Famine Walls of Ireland

 
 

A network of crisscrossed walls can be seen in the background, climbing up an Irish hill along a scenic route in county Clare.

In October, I traveled to Ireland to visit my daughter, an MFA candidate at the Burren School of Art. The rugged Burren landscape—defined by its stark geology and stone walls—became the focus of my lens. These famine walls, often built on unfarmable terrain during the Great Famine (1845–1852), stand as quiet monuments to a brutal history. Constructed by the starving for meager relief wages, they traverse hillsides in patterns that speak of endurance and loss. My work aims to preserve these overlooked markers of hardship, revealing the intersection of land, labor, and memory. This image is part of an ongoing visual narrative documenting the enduring legacy of the famine on Ireland's western landscape.

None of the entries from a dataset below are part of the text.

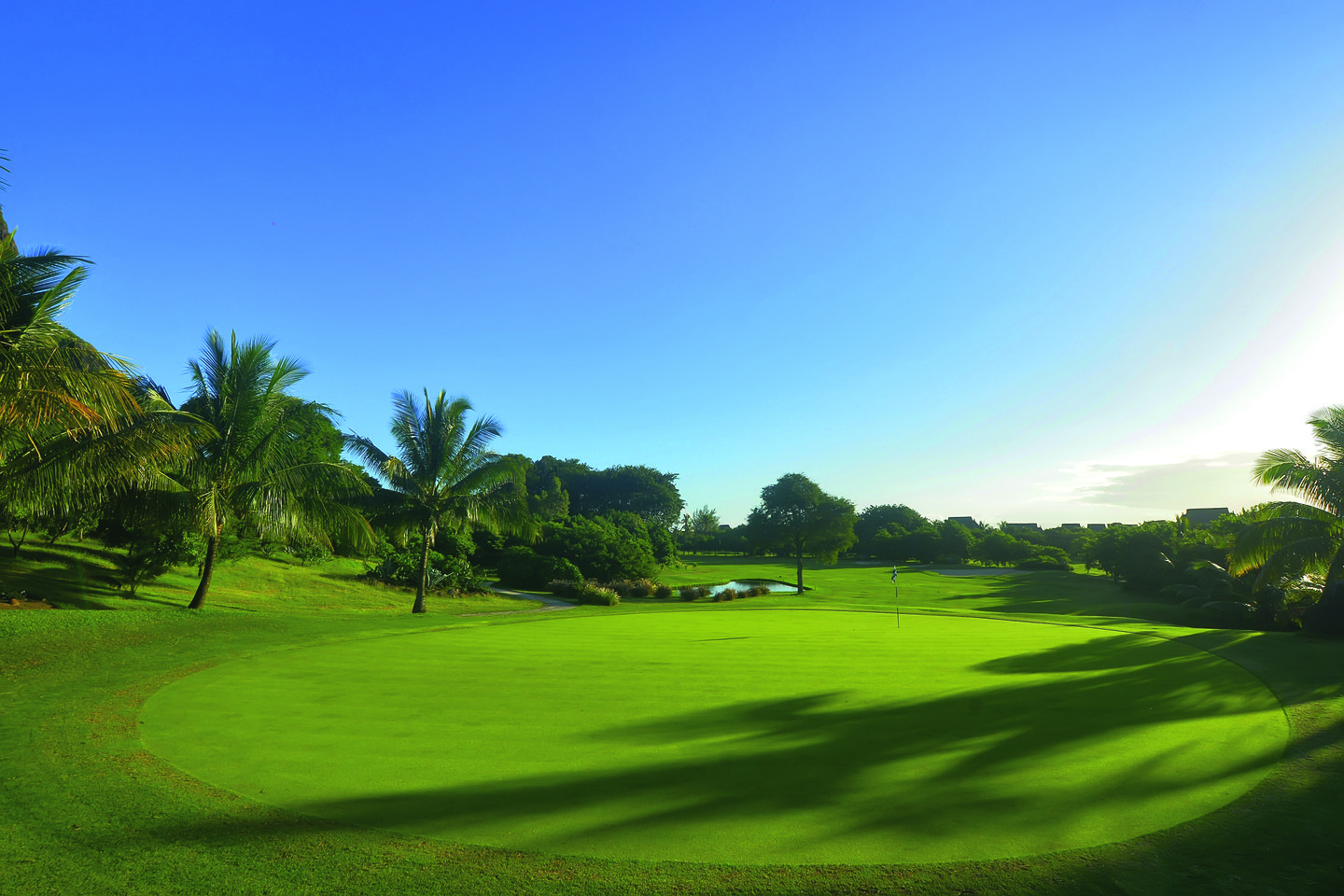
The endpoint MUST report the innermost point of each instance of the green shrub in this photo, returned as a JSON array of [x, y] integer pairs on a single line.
[[597, 595], [565, 587], [521, 567]]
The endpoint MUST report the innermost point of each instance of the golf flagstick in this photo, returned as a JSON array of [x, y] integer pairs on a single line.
[[895, 590]]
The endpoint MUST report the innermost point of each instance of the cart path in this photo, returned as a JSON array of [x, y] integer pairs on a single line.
[[550, 605]]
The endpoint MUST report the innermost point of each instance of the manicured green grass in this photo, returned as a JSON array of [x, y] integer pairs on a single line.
[[76, 575], [773, 736], [86, 807]]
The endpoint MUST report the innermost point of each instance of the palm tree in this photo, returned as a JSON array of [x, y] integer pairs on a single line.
[[73, 421], [1297, 536], [443, 477], [249, 470]]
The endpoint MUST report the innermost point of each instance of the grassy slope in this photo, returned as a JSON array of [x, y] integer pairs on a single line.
[[85, 809]]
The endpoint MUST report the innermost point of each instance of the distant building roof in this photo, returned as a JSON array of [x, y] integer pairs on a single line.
[[1199, 516]]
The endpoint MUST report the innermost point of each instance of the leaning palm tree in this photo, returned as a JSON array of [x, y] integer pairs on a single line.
[[250, 471], [1294, 538], [443, 477], [48, 373]]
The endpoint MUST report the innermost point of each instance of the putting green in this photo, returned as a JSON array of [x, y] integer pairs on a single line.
[[735, 736]]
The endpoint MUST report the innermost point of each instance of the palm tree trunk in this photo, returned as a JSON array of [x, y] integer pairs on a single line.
[[207, 568], [424, 577]]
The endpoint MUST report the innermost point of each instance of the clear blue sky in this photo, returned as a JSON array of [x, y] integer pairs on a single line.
[[1022, 260]]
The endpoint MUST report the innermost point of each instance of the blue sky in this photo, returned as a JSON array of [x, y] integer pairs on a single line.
[[1034, 260]]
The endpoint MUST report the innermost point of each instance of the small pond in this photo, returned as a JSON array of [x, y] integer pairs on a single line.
[[742, 584]]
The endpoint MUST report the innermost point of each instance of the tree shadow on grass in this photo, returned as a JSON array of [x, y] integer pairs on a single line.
[[968, 767]]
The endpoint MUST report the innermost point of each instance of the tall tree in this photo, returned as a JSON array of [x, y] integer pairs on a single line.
[[443, 477], [73, 422], [794, 514], [253, 469], [1297, 536]]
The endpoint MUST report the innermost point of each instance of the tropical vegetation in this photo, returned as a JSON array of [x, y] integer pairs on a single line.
[[443, 477]]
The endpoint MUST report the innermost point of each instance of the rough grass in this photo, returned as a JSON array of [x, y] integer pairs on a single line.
[[85, 807]]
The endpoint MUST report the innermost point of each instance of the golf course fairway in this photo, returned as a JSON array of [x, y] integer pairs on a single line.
[[739, 736]]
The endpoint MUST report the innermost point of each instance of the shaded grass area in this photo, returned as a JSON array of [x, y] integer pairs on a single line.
[[84, 807], [928, 742], [863, 586]]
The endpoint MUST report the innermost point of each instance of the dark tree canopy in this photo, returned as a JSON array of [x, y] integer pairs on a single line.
[[796, 516], [650, 493]]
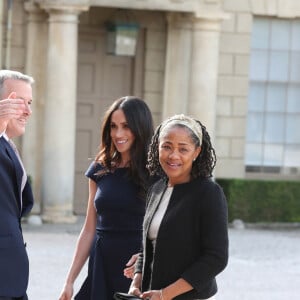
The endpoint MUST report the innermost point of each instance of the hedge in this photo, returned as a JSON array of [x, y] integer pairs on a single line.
[[262, 201]]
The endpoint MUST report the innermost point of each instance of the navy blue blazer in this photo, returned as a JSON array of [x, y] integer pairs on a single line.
[[192, 241], [14, 266]]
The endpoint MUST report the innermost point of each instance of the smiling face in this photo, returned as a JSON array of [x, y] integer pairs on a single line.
[[23, 90], [121, 134], [176, 154]]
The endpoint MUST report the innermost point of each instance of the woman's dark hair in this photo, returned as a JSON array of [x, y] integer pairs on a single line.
[[139, 121], [203, 165]]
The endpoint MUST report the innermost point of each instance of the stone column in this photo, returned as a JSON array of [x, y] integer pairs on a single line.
[[60, 115], [204, 71], [177, 72], [32, 141]]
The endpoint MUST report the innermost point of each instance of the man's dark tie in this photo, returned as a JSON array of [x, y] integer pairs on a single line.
[[24, 176]]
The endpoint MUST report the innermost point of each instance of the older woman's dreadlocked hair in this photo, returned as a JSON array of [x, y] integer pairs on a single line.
[[203, 165]]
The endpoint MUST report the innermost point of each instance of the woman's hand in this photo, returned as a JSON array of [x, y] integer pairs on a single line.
[[67, 292], [129, 271], [135, 285]]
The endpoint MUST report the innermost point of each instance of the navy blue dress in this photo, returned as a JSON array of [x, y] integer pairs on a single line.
[[120, 214]]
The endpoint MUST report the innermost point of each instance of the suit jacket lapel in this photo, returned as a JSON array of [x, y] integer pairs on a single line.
[[18, 168]]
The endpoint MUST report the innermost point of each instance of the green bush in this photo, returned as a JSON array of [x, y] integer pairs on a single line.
[[262, 201]]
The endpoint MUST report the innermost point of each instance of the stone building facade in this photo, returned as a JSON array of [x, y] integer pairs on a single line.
[[206, 58]]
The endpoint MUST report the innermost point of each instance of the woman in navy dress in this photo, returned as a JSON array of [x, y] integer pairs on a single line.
[[118, 181]]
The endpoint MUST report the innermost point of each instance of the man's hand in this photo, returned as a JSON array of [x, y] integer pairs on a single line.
[[10, 108]]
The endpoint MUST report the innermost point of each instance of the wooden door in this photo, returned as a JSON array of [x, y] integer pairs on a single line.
[[102, 78]]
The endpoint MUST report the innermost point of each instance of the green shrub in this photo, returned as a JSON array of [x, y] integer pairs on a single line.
[[262, 201]]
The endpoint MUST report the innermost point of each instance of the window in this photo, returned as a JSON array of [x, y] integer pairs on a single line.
[[273, 124]]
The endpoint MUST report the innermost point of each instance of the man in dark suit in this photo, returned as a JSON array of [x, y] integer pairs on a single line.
[[16, 197]]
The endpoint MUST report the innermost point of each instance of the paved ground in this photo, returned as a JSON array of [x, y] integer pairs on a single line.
[[264, 264]]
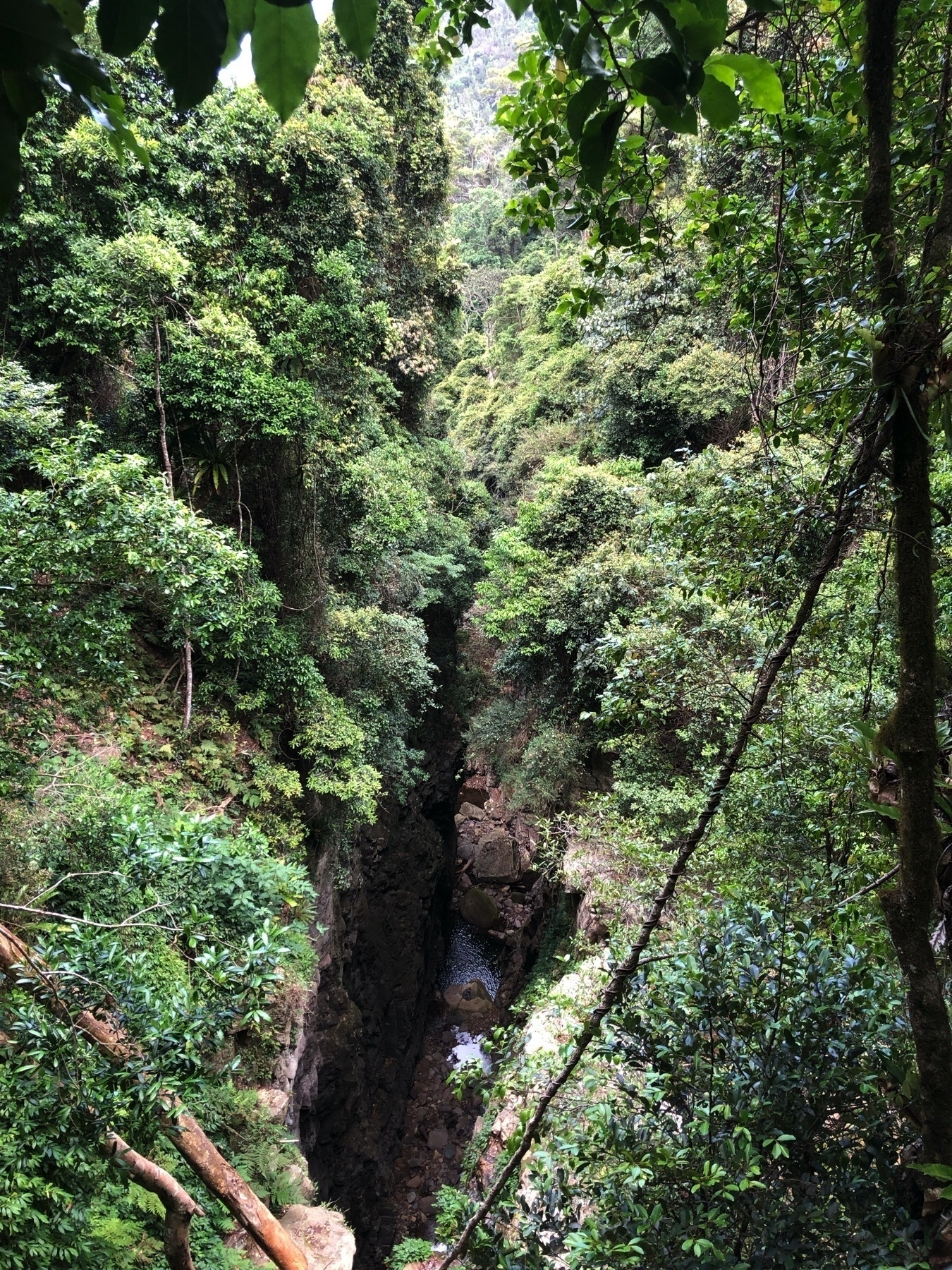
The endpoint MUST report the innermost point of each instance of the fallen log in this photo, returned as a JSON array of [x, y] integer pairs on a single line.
[[179, 1206], [23, 968]]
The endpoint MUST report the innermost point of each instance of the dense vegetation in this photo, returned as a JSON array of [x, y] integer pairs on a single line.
[[226, 524], [279, 404]]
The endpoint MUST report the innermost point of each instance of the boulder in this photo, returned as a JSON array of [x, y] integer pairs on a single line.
[[590, 924], [495, 857], [479, 909], [470, 1001]]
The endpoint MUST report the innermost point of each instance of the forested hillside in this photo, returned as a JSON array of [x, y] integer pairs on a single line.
[[475, 622]]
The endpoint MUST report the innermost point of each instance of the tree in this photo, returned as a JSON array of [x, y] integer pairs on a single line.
[[805, 238]]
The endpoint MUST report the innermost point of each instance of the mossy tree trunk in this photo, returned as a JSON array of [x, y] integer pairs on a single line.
[[909, 373]]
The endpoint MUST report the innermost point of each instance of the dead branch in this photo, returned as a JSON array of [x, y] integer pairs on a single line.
[[850, 498], [23, 968]]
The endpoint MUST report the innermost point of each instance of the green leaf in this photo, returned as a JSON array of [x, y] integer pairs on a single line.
[[583, 104], [597, 145], [73, 13], [357, 23], [719, 104], [678, 119], [123, 25], [661, 78], [241, 19], [190, 42], [942, 1171], [9, 154], [550, 19], [757, 74], [285, 47], [702, 25]]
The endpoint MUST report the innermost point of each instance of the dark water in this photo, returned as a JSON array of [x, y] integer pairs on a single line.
[[471, 955]]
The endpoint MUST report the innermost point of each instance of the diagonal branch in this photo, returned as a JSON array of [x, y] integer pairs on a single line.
[[850, 495], [179, 1206]]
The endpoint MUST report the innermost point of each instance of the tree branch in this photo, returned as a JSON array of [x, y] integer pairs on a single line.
[[179, 1206], [850, 497]]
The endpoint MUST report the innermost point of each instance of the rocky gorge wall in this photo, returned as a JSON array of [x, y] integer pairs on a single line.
[[384, 905]]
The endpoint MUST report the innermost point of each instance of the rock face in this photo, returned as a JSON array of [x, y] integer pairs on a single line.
[[384, 902]]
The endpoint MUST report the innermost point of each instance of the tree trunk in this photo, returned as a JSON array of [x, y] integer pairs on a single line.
[[179, 1206], [160, 406], [910, 339], [909, 907], [183, 1130]]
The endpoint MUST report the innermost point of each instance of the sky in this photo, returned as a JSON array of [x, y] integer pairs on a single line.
[[239, 73]]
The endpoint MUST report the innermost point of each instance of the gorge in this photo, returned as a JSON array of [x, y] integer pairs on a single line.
[[475, 501]]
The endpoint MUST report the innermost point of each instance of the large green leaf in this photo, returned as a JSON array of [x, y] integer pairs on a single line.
[[123, 25], [357, 23], [701, 23], [719, 103], [241, 19], [757, 74], [660, 78], [583, 104], [190, 42], [285, 47], [597, 145]]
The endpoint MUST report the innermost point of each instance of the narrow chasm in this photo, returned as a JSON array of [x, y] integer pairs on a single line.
[[493, 927]]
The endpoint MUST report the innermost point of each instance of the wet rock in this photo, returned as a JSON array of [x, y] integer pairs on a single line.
[[320, 1232], [274, 1103], [475, 792], [472, 1006], [298, 1175], [495, 857], [479, 909]]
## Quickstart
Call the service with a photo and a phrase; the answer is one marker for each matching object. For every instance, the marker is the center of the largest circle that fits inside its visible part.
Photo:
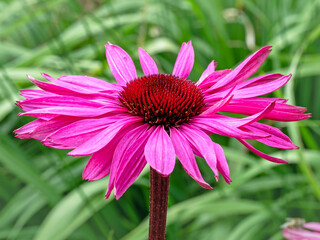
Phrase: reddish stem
(159, 187)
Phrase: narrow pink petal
(83, 85)
(35, 93)
(75, 134)
(89, 83)
(100, 140)
(26, 130)
(52, 125)
(130, 174)
(214, 77)
(52, 88)
(261, 154)
(73, 111)
(217, 106)
(149, 67)
(159, 152)
(214, 126)
(125, 150)
(57, 101)
(255, 117)
(209, 70)
(120, 63)
(131, 166)
(99, 164)
(300, 234)
(261, 85)
(281, 111)
(315, 226)
(245, 69)
(277, 138)
(222, 163)
(186, 157)
(203, 143)
(184, 61)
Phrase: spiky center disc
(162, 99)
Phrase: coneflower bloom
(308, 231)
(157, 117)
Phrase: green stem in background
(293, 127)
(159, 188)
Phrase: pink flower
(154, 118)
(303, 232)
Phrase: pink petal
(83, 86)
(222, 164)
(203, 143)
(149, 67)
(261, 85)
(214, 126)
(75, 134)
(131, 172)
(49, 87)
(89, 84)
(120, 63)
(57, 101)
(209, 70)
(261, 154)
(277, 138)
(300, 234)
(159, 152)
(99, 164)
(186, 157)
(125, 151)
(256, 117)
(73, 111)
(212, 110)
(35, 93)
(100, 140)
(214, 77)
(315, 226)
(245, 69)
(184, 61)
(281, 111)
(26, 130)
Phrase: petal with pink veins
(35, 93)
(281, 112)
(159, 151)
(315, 226)
(214, 126)
(26, 130)
(277, 139)
(203, 143)
(222, 164)
(184, 61)
(121, 64)
(100, 140)
(214, 77)
(75, 134)
(125, 150)
(186, 157)
(209, 70)
(149, 67)
(261, 154)
(245, 69)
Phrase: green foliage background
(42, 195)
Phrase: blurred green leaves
(42, 195)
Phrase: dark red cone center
(162, 99)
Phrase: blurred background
(42, 194)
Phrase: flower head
(156, 117)
(305, 231)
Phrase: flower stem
(159, 188)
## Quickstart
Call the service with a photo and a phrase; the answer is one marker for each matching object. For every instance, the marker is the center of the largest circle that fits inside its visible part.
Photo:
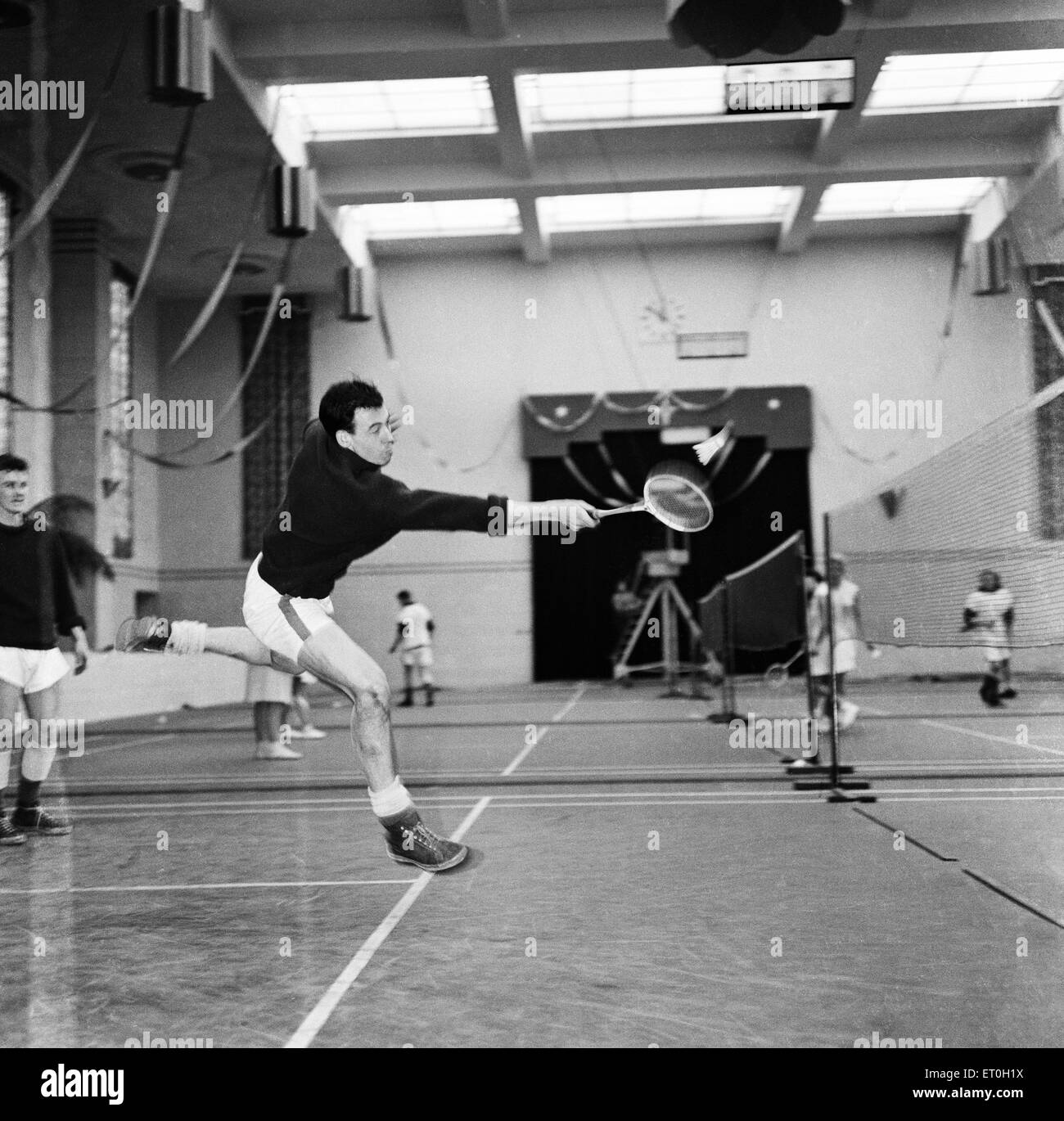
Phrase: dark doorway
(575, 629)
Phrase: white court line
(561, 714)
(130, 743)
(1040, 797)
(199, 887)
(324, 1008)
(985, 736)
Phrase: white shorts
(845, 658)
(32, 670)
(420, 656)
(282, 623)
(266, 684)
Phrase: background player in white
(414, 633)
(845, 597)
(991, 611)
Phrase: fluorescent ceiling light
(449, 218)
(426, 106)
(989, 78)
(663, 208)
(908, 197)
(618, 97)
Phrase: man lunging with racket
(338, 508)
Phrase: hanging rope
(269, 317)
(163, 218)
(161, 461)
(758, 467)
(43, 205)
(214, 299)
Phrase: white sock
(37, 761)
(391, 800)
(187, 637)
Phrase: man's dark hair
(336, 411)
(11, 462)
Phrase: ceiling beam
(351, 181)
(535, 240)
(800, 220)
(286, 133)
(839, 128)
(515, 136)
(318, 51)
(487, 19)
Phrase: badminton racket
(678, 494)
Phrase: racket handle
(633, 508)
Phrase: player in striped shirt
(990, 610)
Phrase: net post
(809, 700)
(833, 696)
(728, 685)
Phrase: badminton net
(993, 500)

A farm near the outskirts of Dingle, Ireland. Stone walls crisscross along hills and valleys, throughout almost all of the landscape of western Ireland.

Stone walls dating back to the Great Irish Famine (1845–1852), were built by impoverished laborers in exchange for meager sustenance or a penny a day. These walls stretch across nearly all of Irelands western landscape. Criss-crossing the rugged and scenic landscape, marking lands of little arable value yet as enduring symbols of hardship and resilience of Ireland’s past.